The documentation has to represent the total ENM time, the total counseling time, and then you need to be somewhat verbose about what you counseled the patient on. You just can’t say, “I counseled him on diagnosis, prognosis, risk and benefits, self-care instructions, tic-tic-tic.” And hit the elements. You need to go into some degree of detail as to what that counseling involved, especially with respect to any potential risk and recommendations for either followup in-office care or referral to appropriate medical management, either at an urgent care or an ER. If it’s diet and nutrition, be very, very cautious there because in many cases weight loss programs are not covered by commercial payers, and if the focus of the evaluation is to set up a nutrition and exercise plan for the purpose of losing weight and it’s not tied to some other condition for which the patient’s weight is a comorbid factor, basically you’re doing an evaluation management service associated with non-covered forms of treatment, which makes the ENM non-covered. So doing it telemed would not justify you sending in a claim for payment. You’d just end up paying it back later.
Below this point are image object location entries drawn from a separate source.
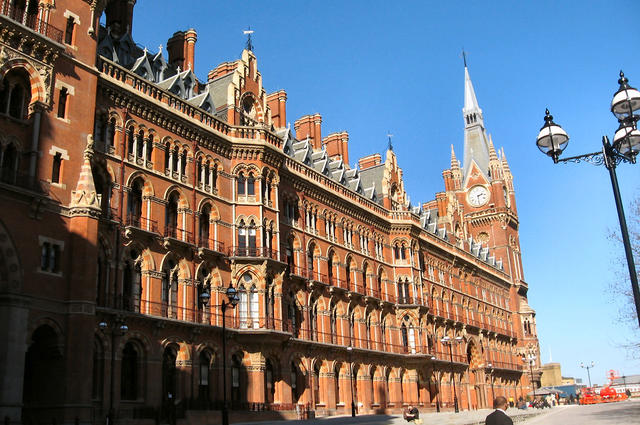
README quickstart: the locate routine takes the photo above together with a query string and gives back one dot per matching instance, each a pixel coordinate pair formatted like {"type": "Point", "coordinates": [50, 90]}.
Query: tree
{"type": "Point", "coordinates": [620, 287]}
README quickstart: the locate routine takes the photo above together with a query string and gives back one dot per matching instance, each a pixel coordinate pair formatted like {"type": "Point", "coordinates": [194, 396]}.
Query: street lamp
{"type": "Point", "coordinates": [493, 394]}
{"type": "Point", "coordinates": [232, 295]}
{"type": "Point", "coordinates": [119, 329]}
{"type": "Point", "coordinates": [449, 342]}
{"type": "Point", "coordinates": [437, 388]}
{"type": "Point", "coordinates": [531, 359]}
{"type": "Point", "coordinates": [625, 106]}
{"type": "Point", "coordinates": [588, 366]}
{"type": "Point", "coordinates": [353, 404]}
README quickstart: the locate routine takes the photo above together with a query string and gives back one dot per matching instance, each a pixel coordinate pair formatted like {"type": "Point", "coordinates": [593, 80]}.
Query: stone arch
{"type": "Point", "coordinates": [38, 88]}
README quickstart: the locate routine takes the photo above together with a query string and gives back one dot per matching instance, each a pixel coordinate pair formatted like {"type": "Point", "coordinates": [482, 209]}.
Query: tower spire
{"type": "Point", "coordinates": [476, 143]}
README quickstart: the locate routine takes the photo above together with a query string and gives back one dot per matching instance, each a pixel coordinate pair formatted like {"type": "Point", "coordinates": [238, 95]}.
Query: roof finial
{"type": "Point", "coordinates": [248, 33]}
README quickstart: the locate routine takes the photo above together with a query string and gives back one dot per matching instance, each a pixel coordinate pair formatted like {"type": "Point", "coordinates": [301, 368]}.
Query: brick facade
{"type": "Point", "coordinates": [134, 195]}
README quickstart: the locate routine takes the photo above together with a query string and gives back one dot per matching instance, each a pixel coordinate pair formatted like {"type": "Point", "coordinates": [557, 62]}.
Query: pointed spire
{"type": "Point", "coordinates": [84, 200]}
{"type": "Point", "coordinates": [471, 111]}
{"type": "Point", "coordinates": [476, 146]}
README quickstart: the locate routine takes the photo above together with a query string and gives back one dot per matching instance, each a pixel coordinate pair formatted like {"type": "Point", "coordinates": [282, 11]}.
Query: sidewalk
{"type": "Point", "coordinates": [473, 417]}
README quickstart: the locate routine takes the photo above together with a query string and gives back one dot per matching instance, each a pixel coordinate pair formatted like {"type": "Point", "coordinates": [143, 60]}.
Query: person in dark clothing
{"type": "Point", "coordinates": [411, 414]}
{"type": "Point", "coordinates": [499, 416]}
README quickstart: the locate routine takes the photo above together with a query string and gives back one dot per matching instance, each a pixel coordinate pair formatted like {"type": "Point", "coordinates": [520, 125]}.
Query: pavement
{"type": "Point", "coordinates": [621, 413]}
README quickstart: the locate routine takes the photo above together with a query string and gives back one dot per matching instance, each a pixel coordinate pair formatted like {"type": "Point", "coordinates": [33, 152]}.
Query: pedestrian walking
{"type": "Point", "coordinates": [499, 416]}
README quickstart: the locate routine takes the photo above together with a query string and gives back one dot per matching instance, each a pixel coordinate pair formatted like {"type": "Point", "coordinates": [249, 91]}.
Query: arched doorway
{"type": "Point", "coordinates": [43, 375]}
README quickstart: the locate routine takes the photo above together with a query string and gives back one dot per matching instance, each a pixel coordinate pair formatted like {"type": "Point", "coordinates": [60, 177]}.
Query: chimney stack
{"type": "Point", "coordinates": [370, 161]}
{"type": "Point", "coordinates": [310, 126]}
{"type": "Point", "coordinates": [181, 49]}
{"type": "Point", "coordinates": [337, 144]}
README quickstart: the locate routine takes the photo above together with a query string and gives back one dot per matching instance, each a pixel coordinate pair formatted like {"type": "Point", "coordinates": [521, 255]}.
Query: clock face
{"type": "Point", "coordinates": [478, 196]}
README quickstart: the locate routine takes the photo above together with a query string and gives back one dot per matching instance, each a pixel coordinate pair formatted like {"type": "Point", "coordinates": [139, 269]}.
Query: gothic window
{"type": "Point", "coordinates": [236, 367]}
{"type": "Point", "coordinates": [205, 361]}
{"type": "Point", "coordinates": [69, 30]}
{"type": "Point", "coordinates": [205, 217]}
{"type": "Point", "coordinates": [241, 184]}
{"type": "Point", "coordinates": [251, 185]}
{"type": "Point", "coordinates": [15, 93]}
{"type": "Point", "coordinates": [129, 373]}
{"type": "Point", "coordinates": [50, 257]}
{"type": "Point", "coordinates": [56, 167]}
{"type": "Point", "coordinates": [135, 203]}
{"type": "Point", "coordinates": [171, 215]}
{"type": "Point", "coordinates": [63, 95]}
{"type": "Point", "coordinates": [170, 289]}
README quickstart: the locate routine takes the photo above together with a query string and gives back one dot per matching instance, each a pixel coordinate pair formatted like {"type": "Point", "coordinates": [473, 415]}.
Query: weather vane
{"type": "Point", "coordinates": [248, 33]}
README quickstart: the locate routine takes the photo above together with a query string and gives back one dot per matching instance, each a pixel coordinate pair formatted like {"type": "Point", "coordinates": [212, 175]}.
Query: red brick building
{"type": "Point", "coordinates": [135, 194]}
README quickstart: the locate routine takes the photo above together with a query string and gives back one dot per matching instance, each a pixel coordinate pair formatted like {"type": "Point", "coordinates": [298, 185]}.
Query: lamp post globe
{"type": "Point", "coordinates": [627, 139]}
{"type": "Point", "coordinates": [552, 139]}
{"type": "Point", "coordinates": [626, 100]}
With those things in mind, you have to think about how you’re going to document your ENM work to get the appropriate ENM level. Don’t forget about your place of service or your modifiers to alert the payer that it’s telemed. And of course, before you do this, look at your individual payer policies and find out what they are doing specific to telemed. On the backend, if you’re doing patient care followups, people who have been dismissed from active care and you’re doing followups via telemed, I think the risk, the informed consent is a lesser concern. Some states require informed consent; many do not. But I still think it’s a good idea to alert the patient of your limitations to properly evaluate how they’re doing given the limitations of asynchronous audio/video communication.
If something comes up that seems weird, of course, you’re either going to recommend the patient to come into the office for followup physical evaluation and decision making where that’s permissible under your state’s COVID business closure rules, or recommend that they see or head to the ER.
Hopefully that gives you a quick little pressie on what might be possible with telemed. I would not set up and bill 1000 telemed visits this week. Make sure you’re on a legitimate platform. Check your payer policies. See what they permit. And where possible, I think integration of some telemed during this pandemic might help offset some of your income loss because patients just aren’t showing up to the practice. But be smart about it, and if you have any questions, certainly follow up and we’ll try to get those answered. Everybody have a great day. Stay safe.
I guess before we leave, I see a question that’s come up. You can’t pick and choose when you’re functioning as a doctor versus a health consultant. We’re not going to do that. You’re operating according to your highest credential on your license? That is true. If you’re a doctor, you’re a doctor, and you can’t stop being a doctor unless you’re operating an ice cream stand.